We may explore this situation via simulation, using (a) the $\chi^2(d)$ distribution of all squared distances as one reference and (b) this estimate $h(n,d)$ as another reference. Here, for instance, is a histogram of the lengths of the mean of $t=9$ nearest neighbors for $n=10^4$ points in $d=100$ dimensions. To standardize the comparison (which helps when varying $d$), all distances have been divided by $\sqrt{d}$, thereby bringing the points close to the unit sphere.

The blue curve is the standardized $\chi^2(100)$ density. The vertical dashed red line is the (over)estimate of the typical distance between the average of the nine nearest neighbors and the center of the sphere. The histogram displays the simulated data, which are based on $10$ independent sets of points and $50$ randomly selected points out of each of those sets.

That the histogram is situated close to, but a little less than, the vertical red line supports the preceding quantitative analysis.

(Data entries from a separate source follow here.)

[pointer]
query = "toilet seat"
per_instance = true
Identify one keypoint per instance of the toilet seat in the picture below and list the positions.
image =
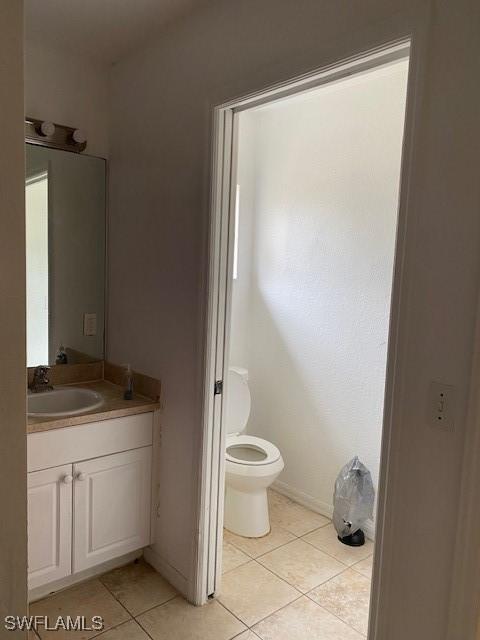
(268, 451)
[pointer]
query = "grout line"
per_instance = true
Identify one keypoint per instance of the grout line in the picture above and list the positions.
(297, 588)
(143, 628)
(334, 557)
(334, 614)
(177, 595)
(236, 617)
(134, 617)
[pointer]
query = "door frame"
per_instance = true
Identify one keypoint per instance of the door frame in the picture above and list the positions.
(220, 294)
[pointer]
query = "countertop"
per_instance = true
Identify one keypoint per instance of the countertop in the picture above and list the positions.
(114, 406)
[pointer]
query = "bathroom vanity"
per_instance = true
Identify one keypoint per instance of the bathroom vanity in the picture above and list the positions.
(90, 451)
(89, 485)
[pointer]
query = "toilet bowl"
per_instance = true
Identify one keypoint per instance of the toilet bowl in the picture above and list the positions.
(251, 464)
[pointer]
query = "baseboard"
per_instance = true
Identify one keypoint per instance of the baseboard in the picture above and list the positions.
(316, 505)
(174, 577)
(58, 585)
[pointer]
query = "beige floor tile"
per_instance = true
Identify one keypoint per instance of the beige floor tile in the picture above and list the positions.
(255, 547)
(346, 596)
(232, 557)
(293, 517)
(126, 631)
(251, 593)
(326, 540)
(301, 565)
(304, 620)
(87, 599)
(138, 587)
(365, 567)
(178, 620)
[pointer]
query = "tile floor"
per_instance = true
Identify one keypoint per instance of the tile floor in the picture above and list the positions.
(298, 582)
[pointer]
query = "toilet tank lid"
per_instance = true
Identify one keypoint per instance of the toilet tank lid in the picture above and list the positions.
(238, 401)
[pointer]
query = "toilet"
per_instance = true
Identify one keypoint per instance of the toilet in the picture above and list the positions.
(251, 464)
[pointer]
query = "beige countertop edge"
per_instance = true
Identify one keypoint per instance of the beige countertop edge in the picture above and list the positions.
(139, 405)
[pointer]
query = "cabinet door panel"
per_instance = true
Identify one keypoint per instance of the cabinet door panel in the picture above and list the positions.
(49, 525)
(111, 506)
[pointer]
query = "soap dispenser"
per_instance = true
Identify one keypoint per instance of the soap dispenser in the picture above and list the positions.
(128, 393)
(62, 357)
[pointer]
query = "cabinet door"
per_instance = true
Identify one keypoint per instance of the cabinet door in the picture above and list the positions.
(49, 525)
(111, 506)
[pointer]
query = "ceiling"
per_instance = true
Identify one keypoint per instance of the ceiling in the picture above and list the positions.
(105, 30)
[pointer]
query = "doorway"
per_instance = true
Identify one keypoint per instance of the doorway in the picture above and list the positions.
(229, 259)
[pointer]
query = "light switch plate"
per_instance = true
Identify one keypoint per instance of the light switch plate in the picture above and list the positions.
(441, 406)
(89, 324)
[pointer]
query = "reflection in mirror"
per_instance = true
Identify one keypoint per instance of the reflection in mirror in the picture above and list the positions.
(65, 241)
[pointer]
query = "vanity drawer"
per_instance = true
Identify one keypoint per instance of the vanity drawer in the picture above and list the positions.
(83, 442)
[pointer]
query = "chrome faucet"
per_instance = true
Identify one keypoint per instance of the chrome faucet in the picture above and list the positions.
(41, 381)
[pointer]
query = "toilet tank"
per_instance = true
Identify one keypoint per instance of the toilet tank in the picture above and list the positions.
(238, 400)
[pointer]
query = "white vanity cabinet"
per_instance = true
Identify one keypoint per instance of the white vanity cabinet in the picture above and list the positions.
(89, 495)
(49, 525)
(111, 498)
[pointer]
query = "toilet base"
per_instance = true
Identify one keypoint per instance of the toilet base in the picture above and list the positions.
(246, 514)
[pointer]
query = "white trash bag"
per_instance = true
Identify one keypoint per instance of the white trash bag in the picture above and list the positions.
(353, 501)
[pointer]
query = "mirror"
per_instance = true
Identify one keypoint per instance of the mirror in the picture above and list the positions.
(65, 242)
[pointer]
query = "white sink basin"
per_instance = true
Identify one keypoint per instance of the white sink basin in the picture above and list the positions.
(62, 402)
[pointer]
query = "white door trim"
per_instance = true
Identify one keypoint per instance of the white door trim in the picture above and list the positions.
(219, 299)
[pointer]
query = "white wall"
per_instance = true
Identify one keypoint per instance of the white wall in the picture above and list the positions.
(159, 195)
(13, 458)
(69, 90)
(319, 180)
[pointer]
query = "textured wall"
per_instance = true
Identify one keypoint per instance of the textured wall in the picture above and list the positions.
(68, 89)
(13, 459)
(159, 193)
(319, 179)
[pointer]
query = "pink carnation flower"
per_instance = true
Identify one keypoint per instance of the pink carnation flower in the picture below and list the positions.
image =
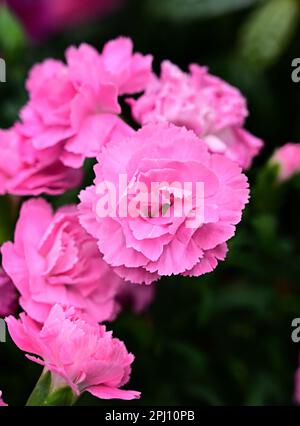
(2, 403)
(78, 114)
(288, 158)
(201, 102)
(8, 295)
(53, 259)
(145, 247)
(25, 170)
(86, 357)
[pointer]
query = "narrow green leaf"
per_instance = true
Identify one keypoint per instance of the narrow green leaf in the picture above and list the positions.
(41, 390)
(179, 10)
(269, 29)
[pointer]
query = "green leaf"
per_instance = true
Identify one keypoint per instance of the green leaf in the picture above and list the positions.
(267, 32)
(6, 219)
(12, 36)
(44, 395)
(179, 10)
(41, 390)
(61, 397)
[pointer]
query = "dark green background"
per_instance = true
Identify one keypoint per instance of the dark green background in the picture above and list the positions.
(224, 338)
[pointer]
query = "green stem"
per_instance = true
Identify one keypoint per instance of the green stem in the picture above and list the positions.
(46, 393)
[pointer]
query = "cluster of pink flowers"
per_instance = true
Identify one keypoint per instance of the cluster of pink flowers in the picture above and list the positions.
(74, 268)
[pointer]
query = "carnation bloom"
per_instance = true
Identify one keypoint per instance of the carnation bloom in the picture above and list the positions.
(143, 247)
(86, 357)
(8, 295)
(288, 159)
(25, 170)
(201, 102)
(53, 259)
(2, 403)
(79, 114)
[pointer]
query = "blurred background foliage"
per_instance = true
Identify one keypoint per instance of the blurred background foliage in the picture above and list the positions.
(223, 338)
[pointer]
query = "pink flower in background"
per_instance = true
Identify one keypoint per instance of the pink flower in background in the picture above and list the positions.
(288, 159)
(130, 71)
(2, 403)
(201, 102)
(141, 249)
(8, 295)
(43, 17)
(137, 297)
(25, 170)
(53, 259)
(85, 356)
(80, 113)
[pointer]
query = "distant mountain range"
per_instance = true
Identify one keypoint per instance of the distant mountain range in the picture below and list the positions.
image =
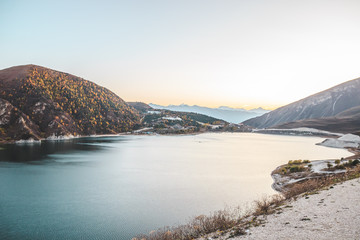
(336, 109)
(37, 102)
(233, 115)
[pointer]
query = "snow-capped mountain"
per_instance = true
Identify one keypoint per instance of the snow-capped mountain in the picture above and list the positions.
(233, 115)
(331, 103)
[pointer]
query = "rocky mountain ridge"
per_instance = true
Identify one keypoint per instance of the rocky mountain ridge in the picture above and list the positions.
(52, 103)
(331, 103)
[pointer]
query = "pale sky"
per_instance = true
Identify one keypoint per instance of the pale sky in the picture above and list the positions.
(212, 53)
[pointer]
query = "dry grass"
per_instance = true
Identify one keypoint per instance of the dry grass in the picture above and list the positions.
(199, 226)
(236, 221)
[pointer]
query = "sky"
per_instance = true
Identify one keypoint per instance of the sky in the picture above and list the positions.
(237, 53)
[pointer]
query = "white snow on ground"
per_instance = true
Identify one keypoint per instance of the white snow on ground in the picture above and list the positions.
(345, 141)
(142, 130)
(331, 214)
(153, 112)
(29, 141)
(350, 138)
(172, 118)
(319, 165)
(60, 138)
(300, 130)
(336, 143)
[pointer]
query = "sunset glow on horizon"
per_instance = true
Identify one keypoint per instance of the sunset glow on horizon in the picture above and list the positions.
(241, 54)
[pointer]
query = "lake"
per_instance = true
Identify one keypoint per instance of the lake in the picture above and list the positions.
(118, 187)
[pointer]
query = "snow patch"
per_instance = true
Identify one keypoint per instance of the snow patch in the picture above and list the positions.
(336, 143)
(60, 138)
(172, 118)
(28, 141)
(350, 138)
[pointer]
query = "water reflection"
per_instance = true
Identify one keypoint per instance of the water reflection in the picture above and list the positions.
(45, 150)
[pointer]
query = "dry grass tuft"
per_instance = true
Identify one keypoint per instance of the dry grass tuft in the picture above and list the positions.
(235, 221)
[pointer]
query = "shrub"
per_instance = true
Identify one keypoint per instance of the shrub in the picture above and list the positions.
(355, 162)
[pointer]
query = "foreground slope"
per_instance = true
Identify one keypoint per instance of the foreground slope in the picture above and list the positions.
(58, 103)
(344, 122)
(329, 103)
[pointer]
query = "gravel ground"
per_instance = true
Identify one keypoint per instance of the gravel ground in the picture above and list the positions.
(330, 214)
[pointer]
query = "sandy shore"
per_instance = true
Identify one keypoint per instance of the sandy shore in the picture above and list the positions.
(330, 214)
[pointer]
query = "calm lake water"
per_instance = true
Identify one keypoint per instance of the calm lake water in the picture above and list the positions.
(117, 187)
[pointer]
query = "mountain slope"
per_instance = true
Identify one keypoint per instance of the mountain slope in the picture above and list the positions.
(344, 122)
(62, 104)
(327, 103)
(233, 115)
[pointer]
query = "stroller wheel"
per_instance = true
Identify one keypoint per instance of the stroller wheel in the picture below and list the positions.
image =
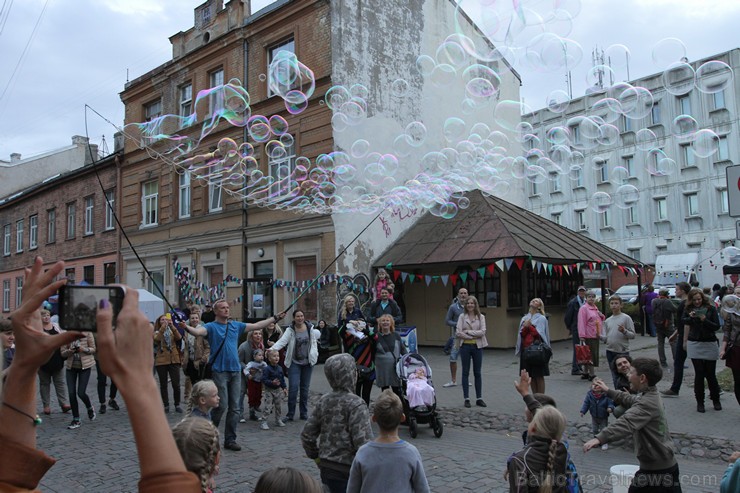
(438, 427)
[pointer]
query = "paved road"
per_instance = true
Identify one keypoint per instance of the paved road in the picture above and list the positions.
(101, 457)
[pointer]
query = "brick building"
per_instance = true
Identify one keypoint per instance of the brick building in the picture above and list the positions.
(64, 217)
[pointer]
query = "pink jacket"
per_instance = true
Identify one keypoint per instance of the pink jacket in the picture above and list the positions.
(590, 321)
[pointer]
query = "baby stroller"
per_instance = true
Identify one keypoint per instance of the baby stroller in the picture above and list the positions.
(407, 366)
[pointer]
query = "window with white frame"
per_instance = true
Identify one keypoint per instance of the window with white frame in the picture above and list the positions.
(655, 113)
(18, 291)
(684, 105)
(6, 295)
(71, 219)
(33, 232)
(19, 236)
(6, 239)
(718, 100)
(580, 219)
(634, 253)
(724, 201)
(281, 71)
(149, 203)
(152, 110)
(110, 207)
(723, 149)
(687, 155)
(692, 204)
(89, 209)
(51, 226)
(661, 205)
(184, 195)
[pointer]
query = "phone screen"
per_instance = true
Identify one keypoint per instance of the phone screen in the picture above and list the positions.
(78, 305)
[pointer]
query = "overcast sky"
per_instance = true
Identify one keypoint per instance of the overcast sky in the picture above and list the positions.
(82, 51)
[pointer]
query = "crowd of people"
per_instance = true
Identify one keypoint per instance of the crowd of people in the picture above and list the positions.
(274, 363)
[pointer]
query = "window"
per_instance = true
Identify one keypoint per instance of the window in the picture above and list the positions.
(184, 194)
(282, 70)
(33, 232)
(216, 78)
(634, 253)
(6, 295)
(718, 100)
(186, 100)
(152, 110)
(109, 273)
(723, 150)
(51, 226)
(684, 105)
(71, 220)
(149, 203)
(88, 274)
(18, 291)
(581, 220)
(110, 208)
(628, 162)
(724, 202)
(89, 204)
(662, 208)
(688, 156)
(554, 182)
(655, 113)
(6, 239)
(19, 236)
(692, 204)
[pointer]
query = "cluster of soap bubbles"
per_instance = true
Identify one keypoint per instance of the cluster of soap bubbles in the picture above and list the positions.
(430, 165)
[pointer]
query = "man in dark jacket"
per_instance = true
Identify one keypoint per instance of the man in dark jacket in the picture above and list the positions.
(571, 323)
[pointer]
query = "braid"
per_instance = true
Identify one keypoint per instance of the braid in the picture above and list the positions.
(546, 486)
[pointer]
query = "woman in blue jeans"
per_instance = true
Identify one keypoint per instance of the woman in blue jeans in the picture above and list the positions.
(471, 338)
(301, 355)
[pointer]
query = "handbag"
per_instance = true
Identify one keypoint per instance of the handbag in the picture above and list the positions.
(537, 354)
(583, 355)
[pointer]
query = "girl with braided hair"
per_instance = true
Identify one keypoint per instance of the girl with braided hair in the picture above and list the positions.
(540, 467)
(197, 441)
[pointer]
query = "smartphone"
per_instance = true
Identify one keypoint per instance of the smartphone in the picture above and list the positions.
(78, 305)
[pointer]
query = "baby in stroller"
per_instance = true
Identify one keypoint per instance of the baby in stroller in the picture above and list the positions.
(418, 390)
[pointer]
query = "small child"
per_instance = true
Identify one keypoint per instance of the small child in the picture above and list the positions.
(197, 441)
(600, 406)
(387, 463)
(253, 372)
(418, 390)
(203, 398)
(274, 389)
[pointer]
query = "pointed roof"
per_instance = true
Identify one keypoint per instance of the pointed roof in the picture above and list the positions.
(491, 229)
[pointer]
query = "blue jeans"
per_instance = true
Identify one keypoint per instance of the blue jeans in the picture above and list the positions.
(299, 377)
(229, 386)
(468, 352)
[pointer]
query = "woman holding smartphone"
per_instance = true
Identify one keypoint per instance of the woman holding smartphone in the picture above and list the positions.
(701, 344)
(80, 359)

That both are substantially less than $1$ supports the statement in the question itself.

For those who would like to experiment, here is the R code to produce similar situations. Take care when increasing any of the inputs, because the calculations can take a long time.

n <- 1e4    # Number of points
m <- 50     # Subset size
k <- 9      # Number of nearest points
d <- 100    # Dimension
n.sim <- 10 # Number of trials

#set.seed(17)
sim.raw <- replicate(n.sim, {
  x <- matrix(rnorm((n+1)*d), d)
  sapply (sample.int(n+1, m), function(i) {
    distance.2 <- colSums((x - x[, i])^2)
    q <- x[, order(distance.2)[1:k + 1], drop=FALSE]
    q.mean <- rowMeans(q)
    sum(q.mean^2)
  })
})
sim <- sqrt(sim.raw / d)

h <- sqrt((qnorm(1/(n+1))^2 + (d-1)/k)/d) # Overestimate of the mean
hist(sim, xlim=range(c(sim, h, 0, 1 + 2*sqrt(d-1)/d)), freq=FALSE,
     xlab=paste("Length of standardized mean of", k, "nearest neighbors"),
     main=paste("n =", n, "points in d =", d, "dimensions"),
     sub=paste(n.sim, "trials using", m, "points per trial"), cex.sub=0.8)
abline(v=h, col="Red", lty=3, lwd=2)
abline(v=mean(sim), col="Gray", lwd=2)

curve(2 * x * dchisq(x^2*d, df=d) * d, add=TRUE, col="Blue")

Answer 2

First of all, a comment on the question: Points in the sample $S$ won't be at $\sqrt{d}$ distance away from the center. Distance squared will follow a $\chi^2$ distribution with $d$ degrees of freedom and therefore with $d$ mean and $2d$ variance. Then, distance will be distributed around $\sqrt{d}$ but there is not a concentration of points in the $\sqrt{d}$ radius shell.

And for the question itself, I don't see how you observe that $||c-\text{mean}(T)|| << \sqrt{d}$, and in fact $||c-\text{mean}(T)||$ depends a lot on how has been $T$ selected. I'll comment two extreme cases:

• If $T$ is much smaller than $S$: $T$ (the $t$ points closer to $p$) are likely to be very close to $p$ and therefore distribution of $\text{mean}(T)$ will be very close to the distribution of $p$, and $||c-\text{mean}(T)||^2$ will approximately follow a $\chi^2$ distribution with $d$ degrees of freedom and therefore with $d$ mean and $2d$ variance, just like distance of $c$ to $p$.
• If $T$ is nearly as large than $S$: Then $T$ is approximately a random sample from the d-dimensional spherical (unit variance) Gaussian distribution. When finding $\text{mean}(T)$, for each dimension we are averaging $t$ points from a normal distribution, and in the whole we get a d-dimensional spherical Gaussian distribution with $1/t$ variance, and $t·||c-\text{mean}(T)||^2$ will follow a $\chi^2$ distribution with $d$ degrees of freedom. Mean of $||c-\text{mean}(T)||^2$ will be $d/t$ and variance $2d/t$. Then $||c-\text{mean}(T)||$ will be distributed around $\sqrt{d/t}$, and for larger $t$ it will be much smaller than $\sqrt{d}$.